Almanya ve Avusturya seçimleri ve seçim sonrası yeni koalisyonun kurulması için yapılan görüşmelerdeki üsluba gerçekten özendik.
Almanya'da seçim öncesindeki propaganda dönemi ile Türkiye'yi kıyaslamak mümkün değil. Üçüncü dönem Almanya'yı yönetmeye talip olan Hıristiyan Demokrat Birlik Genel Başkanı ve Başbakan Angela Merkel ile Sosyal Demokrat Parti'nin Başbakan Adayı Peer Steinbrück meydan meydan dolaşma yerine kozlarını 4 kanal tarafından canlı yayımlanan televizyon programında paylaştı.
Birbirlerine son derece saygılı, suçlamadan uzak, projelerini anlatarak destek istedi.
Gerçi Steinbrück, bir kere ağzından Merkel için "O kadın" ifadesini kaçırdı.
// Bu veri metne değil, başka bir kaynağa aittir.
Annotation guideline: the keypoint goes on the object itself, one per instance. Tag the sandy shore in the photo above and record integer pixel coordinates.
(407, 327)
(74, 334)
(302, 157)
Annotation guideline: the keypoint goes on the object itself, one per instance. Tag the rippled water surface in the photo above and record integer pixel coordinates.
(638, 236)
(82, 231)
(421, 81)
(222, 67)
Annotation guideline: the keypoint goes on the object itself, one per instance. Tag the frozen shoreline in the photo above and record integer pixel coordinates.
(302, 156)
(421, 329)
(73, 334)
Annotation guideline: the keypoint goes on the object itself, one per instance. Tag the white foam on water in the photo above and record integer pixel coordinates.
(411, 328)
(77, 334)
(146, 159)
Bir röportajında ise dünyanın her yerinde "küfür" anlamını taşıyan "parmak" işaretini yaptı.
Bu iki hareketin faturasını ise "kararsızları"
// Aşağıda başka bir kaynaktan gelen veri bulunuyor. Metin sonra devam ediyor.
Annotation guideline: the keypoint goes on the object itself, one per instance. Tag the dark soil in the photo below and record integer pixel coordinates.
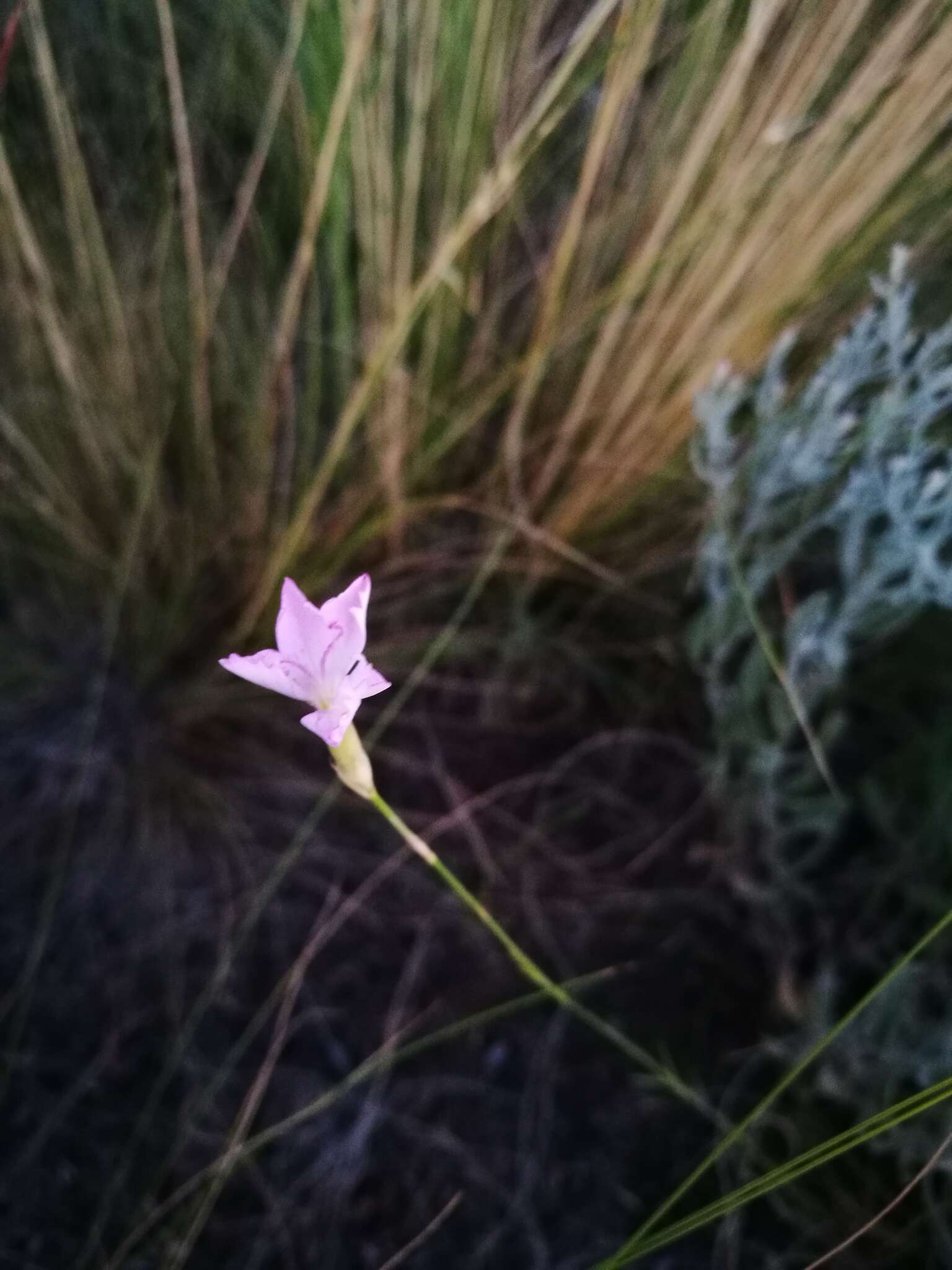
(535, 1141)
Merkel ve diğer partilere kaptırarak ödedi. Seçim sonrası da "sorumluluğu" üstlenip, partideki bütün görevlerinden istifa etti.
22 Eylül'de seçmen, oyları ile mesajını sandıkta çok net verdi.
Sağ ve sola, "Ülkeyi birlikte yönetin" mesajıydı bu.
Büyük koalisyon için görüşmeler nasıl sonuçlanır bilinmez ama değişmeyecek tek gerçek Hıristiyan Birlik Partileri'nin (CDUCSU) ülkeyi solla birlikte yöneteceği.
Bu ortak Sosyal Demokrat Parti de olur, Birlik 90/Yeşiller de.
Avusturya'da ise aşırı sağın giderek güçlenmesi ortamı gerse de, seçim dönemi Türkiye ile kıyaslanmayacak kadar yumuşak geçti.
***
Almanya ve Avusturya seçimlerini izlerken elbette aklımız Türkiye'deydi.
Önümüzdeki yıl mart ayında yapılacak mahalli idareler seçimleri belli ki, önceki yıllardan da sert geçecek.
Projeler değil, suçlamalar öne çıkacak.
İşte Eskişehir örneği.
Daha ne CHP'nin, ne AK Parti'nin ne de MHP'nin adayı kesinleşti.
Adaylar ortada yok ama karşılıklı suçlamalara her gün bir yenisi ekleniyor.
AK Parti milletvekilleri Salih Koca ve Ülker Can'ın hedefinde Büyükşehir Belediye Başkanı Yılmaz Büyükerşen, onun hedefinde ise Koca ve Can var.
Özellikle Koca, Büyükerşen'i iktidarın yatırımlarını engellemekle suçluyor. Yılan hikâyesine dönen İstasyon Köprüsü'nün yıkım çalışmalarının neden olduğu trafik kaosundan sadece Büyükerşen'i sorumlu tutuyor.
Büyükerşen ise, Devlet Demir Yolları'nın bütün taleplerinin çok kısa sürede kabul edildiğini dosyalarla ortaya koyarken kullandığı üslup ile kavgayı daha da alevlendiriyor.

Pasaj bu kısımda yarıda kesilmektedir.